Now that you can take any oral up to 20mg, how do you make progress? Drugs have to taper up in severity as cycles go on. So maybe initially you run a bit of Ostarine, then LGD, Tbol, Dbol, Superdrol, M1T, Mtren…as several years go by, you begin to need harder and harder compounds because you cannot increase the maximum daily dosage further. And the problem becomes, these orals compounds become progressively harder to tolerate in nature, and as you age your body’s ability to tolerate them paradoxical decreases.

It doesn’t matter that you CAN take 20mg of Mtren without suppression, because you’ll die of organ failure long before you reach that (Mtren is typically ran 0.5-4mg/day for 2-4 weeks). What kind of new muscle can you eventually build on just 4 week “cycles” where you feel like death, can’t eat, are getting stomach ulcers. Your body won’t let you tolerate these harsher drugs to the extent they would be needed solo to make progress, and you can’t take more mg to break through new plateaus without getting suppressed.

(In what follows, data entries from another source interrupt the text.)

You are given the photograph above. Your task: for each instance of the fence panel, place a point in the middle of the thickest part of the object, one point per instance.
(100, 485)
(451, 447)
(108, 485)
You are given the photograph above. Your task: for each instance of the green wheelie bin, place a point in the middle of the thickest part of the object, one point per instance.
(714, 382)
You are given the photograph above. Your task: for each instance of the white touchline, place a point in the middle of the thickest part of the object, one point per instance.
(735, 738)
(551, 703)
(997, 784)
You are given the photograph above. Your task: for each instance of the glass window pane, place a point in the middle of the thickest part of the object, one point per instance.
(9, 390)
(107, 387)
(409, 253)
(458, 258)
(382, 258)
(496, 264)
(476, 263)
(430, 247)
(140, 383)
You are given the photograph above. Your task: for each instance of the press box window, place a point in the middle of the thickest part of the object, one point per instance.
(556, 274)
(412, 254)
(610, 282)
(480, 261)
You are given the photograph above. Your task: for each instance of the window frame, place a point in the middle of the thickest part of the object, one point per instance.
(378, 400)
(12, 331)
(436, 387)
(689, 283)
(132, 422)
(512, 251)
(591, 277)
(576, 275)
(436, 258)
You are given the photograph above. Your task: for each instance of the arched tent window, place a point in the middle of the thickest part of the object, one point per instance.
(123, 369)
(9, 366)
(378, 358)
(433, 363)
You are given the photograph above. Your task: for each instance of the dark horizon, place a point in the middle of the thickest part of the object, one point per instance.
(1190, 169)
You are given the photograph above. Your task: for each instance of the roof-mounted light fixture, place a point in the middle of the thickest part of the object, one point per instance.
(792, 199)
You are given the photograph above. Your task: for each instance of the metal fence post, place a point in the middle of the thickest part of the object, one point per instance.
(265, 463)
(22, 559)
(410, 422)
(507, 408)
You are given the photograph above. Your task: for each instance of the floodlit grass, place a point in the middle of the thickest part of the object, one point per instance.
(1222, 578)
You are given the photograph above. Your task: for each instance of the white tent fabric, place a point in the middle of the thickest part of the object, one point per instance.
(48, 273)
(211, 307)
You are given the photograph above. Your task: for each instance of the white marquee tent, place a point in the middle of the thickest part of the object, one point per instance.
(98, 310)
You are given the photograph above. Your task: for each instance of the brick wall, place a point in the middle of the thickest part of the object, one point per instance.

So ultimately, you must use oils to acquire and maintain supraphysiological levels of muscle. You can’t keep getting further gains, and keep them above what your endogenous testosterone can maintain, with periodic 20mg Dbol runs. And if all you are doing is trying to max out your natural limits, what your endogenous production can naturally support, you are probably going to not become very impressive anyway.

That’s the sad truth. People who don’t use steroids tend to overestimate their general effects, and also don’t appreciate they tend to be a commitment. You can only hold supraphysiological levels of muscle so long as the environment can support it, and you generally need more drugs as time goes on to reach through to new thresholds of unnatural size.
People definitely overestimate what steroids do.

And you made a great point. Even if it worked on 100% of ppl, there's only so much drugs you would be able to use and the amount is going to be too low.

Say it works with 20mg dbol (it won't) but if it did, you got maybe 6 weeks on 20mg dbol. Your strength goes up a bit, you put on like 10-15lbs of bloat, 2-3lbs of muscle. Now within 2 weeks of stopping you loose 10-15lbs of water and within 2 months you loose the muscle and when you start your next cycle your right back where you were in the first place.

It's pointless.


And who tricked me back into this thread, thanks a lot lol.